14. According to Ying-tâ, 'this is descriptive of the times of Shan Nang in middle antiquity, of the five Tîs, and of the three kings.' This would extend it over a very long space of time. When it is said that men in their advancing civilisation were able to serve the spirits of the departed and God, the peculiarity of style by which those spirits (literally, the Kwei Shan) are placed before God (Shang Tî) does not fail to attract the notice of the student. The explanation of it was given ingeniously, and I believe correctly, by Dr. Medhurst (Theology of the Chinese, page 78), who says, 'it was done, probably, in order to distinguish the one from the other, and to prevent the reader from imagining that the Kwei Shans belonged to the Shang Tî, which mistake might have occurred had the characters been differently arranged.' I translate the last sentence in the present tense, the, speaker having, I think, his own times in mind.

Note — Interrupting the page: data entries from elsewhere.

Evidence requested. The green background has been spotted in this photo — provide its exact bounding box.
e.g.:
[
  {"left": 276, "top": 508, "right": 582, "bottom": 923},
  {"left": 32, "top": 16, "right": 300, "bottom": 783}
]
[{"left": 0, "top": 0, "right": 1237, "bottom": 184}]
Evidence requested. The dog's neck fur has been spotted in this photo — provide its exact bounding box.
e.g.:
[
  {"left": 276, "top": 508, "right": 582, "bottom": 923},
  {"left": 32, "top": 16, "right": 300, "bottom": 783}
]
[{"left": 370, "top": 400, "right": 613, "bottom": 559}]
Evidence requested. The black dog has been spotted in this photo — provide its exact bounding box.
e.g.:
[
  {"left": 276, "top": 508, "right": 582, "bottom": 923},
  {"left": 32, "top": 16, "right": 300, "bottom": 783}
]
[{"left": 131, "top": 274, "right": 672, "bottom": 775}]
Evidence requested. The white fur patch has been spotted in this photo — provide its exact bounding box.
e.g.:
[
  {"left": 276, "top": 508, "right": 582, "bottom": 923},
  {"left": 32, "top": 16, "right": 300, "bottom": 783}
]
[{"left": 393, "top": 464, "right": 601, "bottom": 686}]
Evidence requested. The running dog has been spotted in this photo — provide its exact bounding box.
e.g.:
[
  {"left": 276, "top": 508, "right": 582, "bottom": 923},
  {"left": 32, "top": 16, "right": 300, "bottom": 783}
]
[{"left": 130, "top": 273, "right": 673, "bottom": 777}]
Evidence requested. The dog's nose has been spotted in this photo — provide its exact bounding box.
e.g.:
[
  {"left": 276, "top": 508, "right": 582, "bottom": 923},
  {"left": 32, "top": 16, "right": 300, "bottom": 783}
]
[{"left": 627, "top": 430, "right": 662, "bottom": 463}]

15. The 'dark-coloured' liquor was water, which was employed in the earliest times, before there was any preparation of liquor made from grain, either by fermentation or distillation, and the use of it was continued in the subsequent times of which this paragraph speaks, in honour of the practice of antiquity; and is continued, probably, to the present day. The other liquors are mentioned in the order of their invention, following one another in the historical line of their discovery, the older always having a nearer and more honourable place.

16. Dr. Medhurst rendered this--'to bring down the Shans of the upper world, together with the manes of their first ancestors.' In giving to the two phrases one and the same reference I am following Ying-tâ and others.

17. The last three observances were in imitation of what was done in the earliest antiquity.

18. In these six things the ways of 'middle antiquity' were observed. The whole paragraph is descriptive of a sacrifice in the ancestral temple under Kâu, where an effort was made to reproduce all sacrificial customs from the earliest times.

19. This last paragraph appears to me to give a very condensed account of the banquet to a ruler's kindred, with which a service in the ancestral temple concluded. Paragraphs 10, 11, 12 are all descriptive of the parts of such a service. Compare the accounts of it in the Shih II, vi, ode 5, and other pieces.